The room itself was very much not Florida. It might have been taken from the home of British nobility of the eighteenth or nineteenth century, except that it was dominated by cream and ecru. Cream everywhere. And blood. As least half the blood that filled an average human body. Red on cream. Screaming.
With the criminalists all over everything, there wasn’t much she could do except ask to see the body and find out what they knew so far. She raised an eyebrow in the direction of Millie Freidman, the lead technician on the scene. Millie nodded, spoke a few words to one of her team members, and came over to her, taking care to stay within the taped-out pathway.

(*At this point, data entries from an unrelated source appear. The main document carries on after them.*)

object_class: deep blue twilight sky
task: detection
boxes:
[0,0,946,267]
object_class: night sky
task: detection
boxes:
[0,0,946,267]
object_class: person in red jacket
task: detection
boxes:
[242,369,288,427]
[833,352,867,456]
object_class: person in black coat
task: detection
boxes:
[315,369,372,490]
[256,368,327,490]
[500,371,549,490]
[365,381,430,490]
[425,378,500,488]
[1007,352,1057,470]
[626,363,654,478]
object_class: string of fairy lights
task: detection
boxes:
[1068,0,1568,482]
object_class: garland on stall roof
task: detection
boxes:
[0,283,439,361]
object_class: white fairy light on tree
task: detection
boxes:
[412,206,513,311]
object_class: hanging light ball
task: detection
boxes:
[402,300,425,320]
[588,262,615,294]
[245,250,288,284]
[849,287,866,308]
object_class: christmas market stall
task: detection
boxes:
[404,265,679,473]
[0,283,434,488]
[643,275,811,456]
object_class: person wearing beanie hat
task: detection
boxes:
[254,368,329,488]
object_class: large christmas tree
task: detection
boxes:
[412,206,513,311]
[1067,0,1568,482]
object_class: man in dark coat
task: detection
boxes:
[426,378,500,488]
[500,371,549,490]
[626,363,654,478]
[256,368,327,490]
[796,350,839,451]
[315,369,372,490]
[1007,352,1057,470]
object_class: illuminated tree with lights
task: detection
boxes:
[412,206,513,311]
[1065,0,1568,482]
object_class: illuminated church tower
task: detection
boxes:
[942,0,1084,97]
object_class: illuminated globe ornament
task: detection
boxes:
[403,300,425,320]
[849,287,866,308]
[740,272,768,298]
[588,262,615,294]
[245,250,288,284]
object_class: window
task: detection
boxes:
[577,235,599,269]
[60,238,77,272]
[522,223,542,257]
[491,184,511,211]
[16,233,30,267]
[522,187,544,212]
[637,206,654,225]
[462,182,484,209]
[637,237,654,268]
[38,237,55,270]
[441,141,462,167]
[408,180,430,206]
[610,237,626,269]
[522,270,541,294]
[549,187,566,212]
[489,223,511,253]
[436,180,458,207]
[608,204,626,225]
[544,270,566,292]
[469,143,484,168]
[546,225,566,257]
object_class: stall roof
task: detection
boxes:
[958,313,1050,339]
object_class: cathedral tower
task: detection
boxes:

“What have we got?” Karen asked.
“Ugly. Very ugly. The senator’s seventy-five-year-old nanny had her throat slashed.”
Karen winced. Violence against the elderly always seemed so inexcusable. How much more harmless could a human being be?
“Yeah,” said Millie, reacting to Karen’s expression.
“Robbery?”
“It doesn’t look like anything else was disturbed. I have some people checking the rest of the house, though.”
“Any other wounds on the body?”
“None that I can find.”
Karen nodded, feeling like a fifth wheel. “Who found the body?”
Millie showed her teeth in an unpleasant smile. “The senator’s watchdog.”
“Connally?”
“You got it.”
Karen glanced at her watch. “This early in the morning?” She hated the very idea, but it appeared she was going to have to go talk to Jerry Connally.
One of the many reasons she was getting bone weary of this damn job.
He was careful not to show it, but Jerry Connally was as nervous as he’d ever been in his life. He was a man totally in control of himself and most of the world around him, but at this moment he felt his control might be slipping.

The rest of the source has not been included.